You may use pandas OR numpy for extraction and removing the header:
- [_NumPy_](https://numpy.org): used to perform mathematical operations
- [_pandas_](https://pandas.pydata.org/): open source data analysis and manipulation tool

In [None]:
import numpy as np
import pandas as pd

# To do...
# Load your NSL-KDD training dataset
#data_train = pd.read_csv('KDDTrain+_20Percent_615.csv', header=None)
data_train = pd.read_csv('KDDTrain+_20Percent_615.csv')  # Keep the header

# Load your NSL-KDD testing dataset
data_test = pd.read_csv('KDDTest+_615.csv')
#data_test = pd.read_csv('KDDTest+_615.csv', header=None)
# ...


# To do...
# Count the number of data points for Regular (0), DoS (1), R2L (2), U2R (3), Probe (4) in both training and testing datasets
# training dataset
# Count the number of data points for each class in the training dataset
num_regular = data_train[data_train.iloc[:, -1] == 0].shape[0]
num_dos = data_train[data_train.iloc[:, -1] == 1].shape[0]
num_r2l = data_train[data_train.iloc[:, -1] == 2].shape[0]
num_u2r = data_train[data_train.iloc[:, -1] == 3].shape[0]
num_probe = data_train[data_train.iloc[:, -1] == 4].shape[0]
print('\Training Dataset:')
print('Regular data points:', num_regular)
print('DoS data points:', num_dos)
print('R2L data points:', num_r2l)
print('U2R data points:', num_u2r)
print('Probe data points:', num_probe)

# Count the number of data points for each class in the testing dataset
num_regular_test = data_test[data_test.iloc[:, -1] == 0].shape[0]
num_dos_test = data_test[data_test.iloc[:, -1] == 1].shape[0]
num_r2l_test = data_test[data_test.iloc[:, -1] == 2].shape[0]
num_u2r_test = data_test[data_test.iloc[:, -1] == 3].shape[0]
num_probe_test = data_test[data_test.iloc[:, -1] == 4].shape[0]

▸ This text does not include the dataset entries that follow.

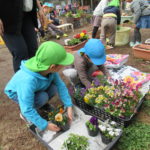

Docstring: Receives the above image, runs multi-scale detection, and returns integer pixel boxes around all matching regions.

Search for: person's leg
[3,34,29,72]
[109,18,117,46]
[92,16,102,38]
[48,24,57,37]
[92,27,99,38]
[22,14,38,58]
[134,27,141,43]
[35,91,49,109]
[100,18,108,45]
[50,24,64,35]
[46,83,57,99]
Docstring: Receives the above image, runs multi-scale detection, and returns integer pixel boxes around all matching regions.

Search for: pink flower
[82,30,87,34]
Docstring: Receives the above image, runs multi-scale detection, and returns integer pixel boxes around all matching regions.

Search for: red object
[82,30,87,34]
[133,44,150,60]
[92,70,103,77]
[74,34,80,39]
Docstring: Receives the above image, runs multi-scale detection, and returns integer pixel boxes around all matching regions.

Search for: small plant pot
[101,133,112,144]
[87,127,98,137]
[66,17,74,24]
[133,44,150,60]
[85,103,94,110]
[64,40,87,52]
[59,123,70,131]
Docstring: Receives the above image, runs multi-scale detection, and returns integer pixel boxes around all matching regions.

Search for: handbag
[23,0,33,12]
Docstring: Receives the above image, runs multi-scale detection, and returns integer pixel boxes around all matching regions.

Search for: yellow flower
[55,113,63,122]
[84,96,89,104]
[59,108,64,114]
[80,32,85,38]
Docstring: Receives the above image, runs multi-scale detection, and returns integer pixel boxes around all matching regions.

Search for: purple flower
[68,86,74,95]
[90,116,98,126]
[80,88,86,97]
[93,78,100,86]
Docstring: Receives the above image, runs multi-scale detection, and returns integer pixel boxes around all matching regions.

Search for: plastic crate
[74,97,145,127]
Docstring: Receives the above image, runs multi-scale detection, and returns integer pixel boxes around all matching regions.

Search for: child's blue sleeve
[54,73,72,107]
[17,82,48,130]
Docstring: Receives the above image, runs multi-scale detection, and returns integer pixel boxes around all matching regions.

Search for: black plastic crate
[74,97,145,127]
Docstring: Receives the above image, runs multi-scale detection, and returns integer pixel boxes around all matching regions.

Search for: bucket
[115,27,131,46]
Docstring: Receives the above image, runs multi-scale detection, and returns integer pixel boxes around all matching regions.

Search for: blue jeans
[13,84,57,109]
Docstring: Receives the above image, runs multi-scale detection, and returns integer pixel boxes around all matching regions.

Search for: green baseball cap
[25,41,74,72]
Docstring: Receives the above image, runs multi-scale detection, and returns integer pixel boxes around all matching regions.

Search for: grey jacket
[131,0,150,24]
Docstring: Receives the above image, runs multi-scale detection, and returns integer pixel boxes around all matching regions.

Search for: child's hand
[0,19,4,35]
[117,25,120,30]
[92,70,104,77]
[67,107,72,123]
[47,123,60,132]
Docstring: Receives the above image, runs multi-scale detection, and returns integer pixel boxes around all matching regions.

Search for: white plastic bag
[23,0,33,12]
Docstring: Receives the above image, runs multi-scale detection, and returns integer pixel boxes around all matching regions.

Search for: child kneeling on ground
[5,42,74,131]
[100,0,121,46]
[63,39,110,88]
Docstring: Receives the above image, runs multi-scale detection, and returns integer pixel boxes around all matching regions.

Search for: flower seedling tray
[74,97,145,127]
[133,44,150,60]
[64,40,87,52]
[29,106,122,150]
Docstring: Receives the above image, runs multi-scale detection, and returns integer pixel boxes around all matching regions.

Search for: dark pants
[3,15,38,72]
[131,27,141,43]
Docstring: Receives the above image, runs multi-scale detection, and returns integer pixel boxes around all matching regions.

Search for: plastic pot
[101,133,112,144]
[87,127,99,137]
[115,27,131,46]
[133,44,150,60]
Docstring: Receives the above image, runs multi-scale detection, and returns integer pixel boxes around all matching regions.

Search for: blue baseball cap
[43,2,54,7]
[78,39,106,65]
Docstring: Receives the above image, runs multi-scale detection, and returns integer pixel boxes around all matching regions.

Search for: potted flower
[86,117,98,137]
[64,30,89,51]
[74,75,142,119]
[48,108,70,131]
[65,11,74,24]
[133,44,150,60]
[62,133,89,150]
[99,121,121,144]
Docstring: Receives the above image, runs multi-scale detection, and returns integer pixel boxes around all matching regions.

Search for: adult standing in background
[126,0,150,47]
[92,0,110,38]
[0,0,44,72]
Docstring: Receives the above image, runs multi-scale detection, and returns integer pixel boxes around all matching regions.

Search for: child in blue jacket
[5,42,74,131]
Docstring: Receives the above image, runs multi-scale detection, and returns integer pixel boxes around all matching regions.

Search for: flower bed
[99,120,122,144]
[74,75,144,126]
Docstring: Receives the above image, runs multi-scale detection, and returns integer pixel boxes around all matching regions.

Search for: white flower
[115,132,119,136]
[99,125,106,131]
[109,131,115,136]
[107,128,113,131]
[115,129,121,133]
[110,121,117,125]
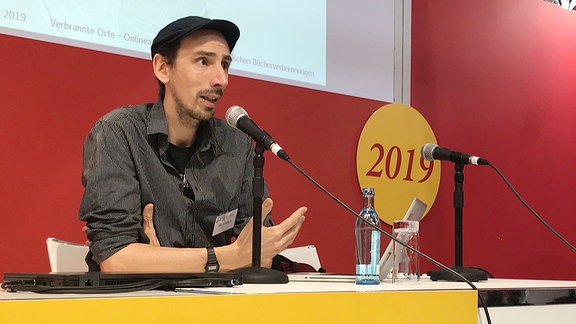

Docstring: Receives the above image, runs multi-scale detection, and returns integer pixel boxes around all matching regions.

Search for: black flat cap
[150,16,240,57]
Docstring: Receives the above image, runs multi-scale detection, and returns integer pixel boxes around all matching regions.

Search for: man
[79,17,306,272]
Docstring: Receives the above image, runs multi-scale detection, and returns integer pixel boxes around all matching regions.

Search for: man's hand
[233,198,308,267]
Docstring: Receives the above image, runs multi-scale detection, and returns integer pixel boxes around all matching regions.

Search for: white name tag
[212,209,238,236]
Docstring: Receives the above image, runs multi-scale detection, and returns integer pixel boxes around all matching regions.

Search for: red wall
[0,0,576,279]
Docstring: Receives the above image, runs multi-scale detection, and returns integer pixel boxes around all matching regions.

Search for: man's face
[164,30,232,126]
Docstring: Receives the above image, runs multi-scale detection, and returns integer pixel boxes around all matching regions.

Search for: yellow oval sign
[356,104,440,225]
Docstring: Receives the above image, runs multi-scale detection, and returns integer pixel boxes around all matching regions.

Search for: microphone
[420,143,490,165]
[226,106,290,161]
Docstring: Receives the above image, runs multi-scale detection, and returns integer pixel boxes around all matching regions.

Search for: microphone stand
[235,142,288,284]
[428,162,488,281]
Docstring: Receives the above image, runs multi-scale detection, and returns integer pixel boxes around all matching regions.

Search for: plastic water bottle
[356,188,380,285]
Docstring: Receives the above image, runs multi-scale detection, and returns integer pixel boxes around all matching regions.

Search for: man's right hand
[233,198,308,267]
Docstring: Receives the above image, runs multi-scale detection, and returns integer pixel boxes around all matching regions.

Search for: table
[0,279,576,324]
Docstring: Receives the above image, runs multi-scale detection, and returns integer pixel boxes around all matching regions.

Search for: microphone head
[420,143,438,161]
[226,106,248,128]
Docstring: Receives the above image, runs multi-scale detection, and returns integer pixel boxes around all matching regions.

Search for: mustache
[198,87,224,97]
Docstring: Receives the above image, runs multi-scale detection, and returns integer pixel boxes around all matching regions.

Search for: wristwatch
[204,247,220,272]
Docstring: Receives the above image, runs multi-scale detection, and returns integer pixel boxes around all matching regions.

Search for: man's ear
[152,53,170,84]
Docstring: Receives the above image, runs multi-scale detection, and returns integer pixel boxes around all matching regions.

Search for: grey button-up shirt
[79,100,267,269]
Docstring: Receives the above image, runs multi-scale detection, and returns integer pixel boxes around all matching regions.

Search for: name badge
[212,209,238,236]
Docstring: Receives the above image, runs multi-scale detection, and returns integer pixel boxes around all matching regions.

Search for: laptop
[2,272,243,294]
[288,198,427,283]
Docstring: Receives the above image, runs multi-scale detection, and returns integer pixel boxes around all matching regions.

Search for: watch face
[204,247,220,272]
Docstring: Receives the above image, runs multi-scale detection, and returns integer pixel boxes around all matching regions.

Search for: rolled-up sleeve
[79,120,142,263]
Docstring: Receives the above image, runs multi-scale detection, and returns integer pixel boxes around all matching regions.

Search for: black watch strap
[204,247,220,272]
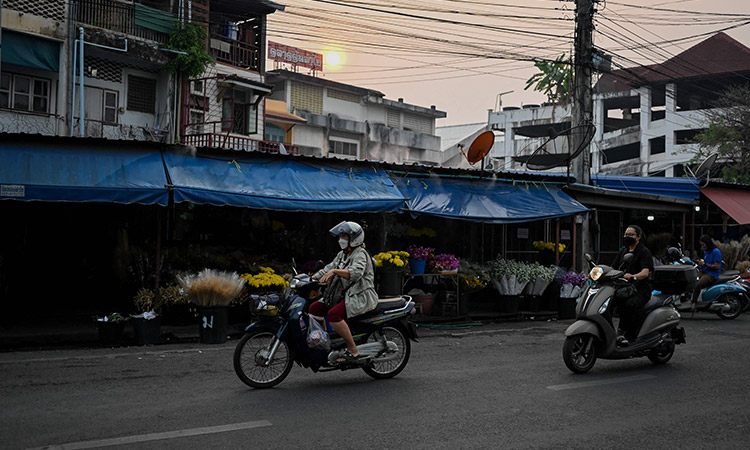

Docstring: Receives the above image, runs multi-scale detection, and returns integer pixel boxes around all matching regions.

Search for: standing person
[309,221,378,362]
[612,225,654,346]
[691,234,721,309]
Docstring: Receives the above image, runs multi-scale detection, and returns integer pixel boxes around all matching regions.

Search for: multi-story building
[488,33,750,176]
[0,0,283,149]
[267,70,446,165]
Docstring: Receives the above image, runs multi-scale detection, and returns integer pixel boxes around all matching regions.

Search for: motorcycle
[562,254,696,373]
[234,266,417,389]
[667,247,750,320]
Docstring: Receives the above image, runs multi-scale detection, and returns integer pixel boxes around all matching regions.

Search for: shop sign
[268,41,323,70]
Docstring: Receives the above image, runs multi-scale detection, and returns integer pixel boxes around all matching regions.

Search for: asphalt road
[0,315,750,450]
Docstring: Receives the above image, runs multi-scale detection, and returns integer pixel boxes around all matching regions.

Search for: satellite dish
[462,131,495,165]
[526,124,596,170]
[685,153,719,179]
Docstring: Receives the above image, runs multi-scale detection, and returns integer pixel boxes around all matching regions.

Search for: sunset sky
[267,0,750,126]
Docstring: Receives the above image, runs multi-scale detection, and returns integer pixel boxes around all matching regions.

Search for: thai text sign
[268,41,323,70]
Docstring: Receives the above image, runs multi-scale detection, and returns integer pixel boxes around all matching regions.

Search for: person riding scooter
[612,225,654,347]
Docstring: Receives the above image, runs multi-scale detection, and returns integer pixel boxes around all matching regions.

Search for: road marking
[547,375,656,391]
[29,420,271,450]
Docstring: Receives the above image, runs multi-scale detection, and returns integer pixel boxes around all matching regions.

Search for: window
[128,75,156,114]
[328,140,357,158]
[0,73,10,108]
[221,89,258,135]
[102,90,119,123]
[0,73,50,113]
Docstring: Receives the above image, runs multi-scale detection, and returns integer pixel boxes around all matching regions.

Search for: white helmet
[329,221,365,247]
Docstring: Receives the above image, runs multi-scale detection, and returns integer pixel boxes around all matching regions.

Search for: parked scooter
[562,254,696,373]
[234,266,417,389]
[667,247,750,320]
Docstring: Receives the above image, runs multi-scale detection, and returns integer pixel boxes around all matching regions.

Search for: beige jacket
[315,247,378,317]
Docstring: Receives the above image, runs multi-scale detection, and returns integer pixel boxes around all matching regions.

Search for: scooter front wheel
[234,330,294,389]
[563,334,596,373]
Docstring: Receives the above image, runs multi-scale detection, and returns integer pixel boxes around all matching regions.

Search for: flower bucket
[198,306,229,344]
[409,259,427,275]
[378,270,403,298]
[130,316,161,345]
[413,294,435,316]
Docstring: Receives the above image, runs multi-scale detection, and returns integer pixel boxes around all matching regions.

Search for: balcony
[209,33,260,72]
[71,0,176,44]
[182,133,300,155]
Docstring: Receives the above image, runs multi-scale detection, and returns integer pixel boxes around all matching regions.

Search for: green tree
[167,21,214,78]
[691,84,750,183]
[524,53,573,103]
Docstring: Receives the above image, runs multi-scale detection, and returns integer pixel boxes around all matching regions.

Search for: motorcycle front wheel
[563,334,596,373]
[716,295,742,320]
[234,330,294,389]
[362,327,411,379]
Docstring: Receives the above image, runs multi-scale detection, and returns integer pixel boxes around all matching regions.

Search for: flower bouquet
[373,250,409,272]
[432,253,461,273]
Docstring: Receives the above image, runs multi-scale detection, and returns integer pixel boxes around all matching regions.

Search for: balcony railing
[183,133,300,155]
[209,33,260,72]
[72,0,169,43]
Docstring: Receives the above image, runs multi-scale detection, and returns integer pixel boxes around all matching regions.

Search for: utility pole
[571,0,595,269]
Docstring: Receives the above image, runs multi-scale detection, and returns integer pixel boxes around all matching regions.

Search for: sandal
[336,350,364,364]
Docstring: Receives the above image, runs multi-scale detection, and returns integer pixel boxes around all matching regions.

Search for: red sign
[268,41,323,70]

print('\nTesting Dataset:')
print('Regular data points:', num_regular_test)
print('DoS data points:', num_dos_test)
print('R2L data points:', num_r2l_test)
print('U2R data points:', num_u2r_test)
print('Probe data points:', num_probe_test)

# Also testing dataset
...

# Step 2: Prepare numerical features
Write the Python code:
- Select a method and Convert 3 categorical features (“protocol_type”, “service”, and “flag”) to numerical from both training and testing data.
  (Data should be numerical when feeding into machine learning models.)

You may use pandas OR numpy:
- [_NumPy_](https://numpy.org): used to perform mathematical operations
- [_pandas_](https://pandas.pydata.org/): open source data analysis and manipulation tool

In [None]:
categorical_features = ["protocol_type", "service", "flag"]
train_df = data_train.copy()
test_df = data_test.copy()
# n (next): Execute the next line.
# s (step): Step into a function call.
# c (continue): Continue execution until the next breakpoint or the end of the program.
# p (print): Print the value of a variable.
# q (quit): Exit the debugger.
for feature in categorical_features:
    #%debug

     # Get column position using iloc
    # try:
    #     #import pdb; pdb.set_trace()
    #     feature_position = train_df.columns.get_loc(feature)

    # except KeyError:
    #     print(f"Feature '{feature}' not found, skipping...")
    #     continue  # Skip to the next feature

    # # Generate dummy variables for the training data using iloc
    # train_dummies = pd.get_dummies(train_df.iloc[:, feature_position], prefix=feature)

    train_dummies = pd.get_dummies(train_df[feature], prefix=feature)


    # Get the columns to ensure alignment with test data
    feature_columns = train_dummies.columns

    # Generate dummy variables for the test data
    #test_dummies = pd.get_dummies(test_df.iloc[:, feature_position], prefix=feature)
    test_dummies = pd.get_dummies(test_df[feature], prefix=feature)
    # Reindex test dummy columns to match training columns, filling missing with 0
    test_dummies = test_dummies.reindex(columns=feature_columns, fill_value=0)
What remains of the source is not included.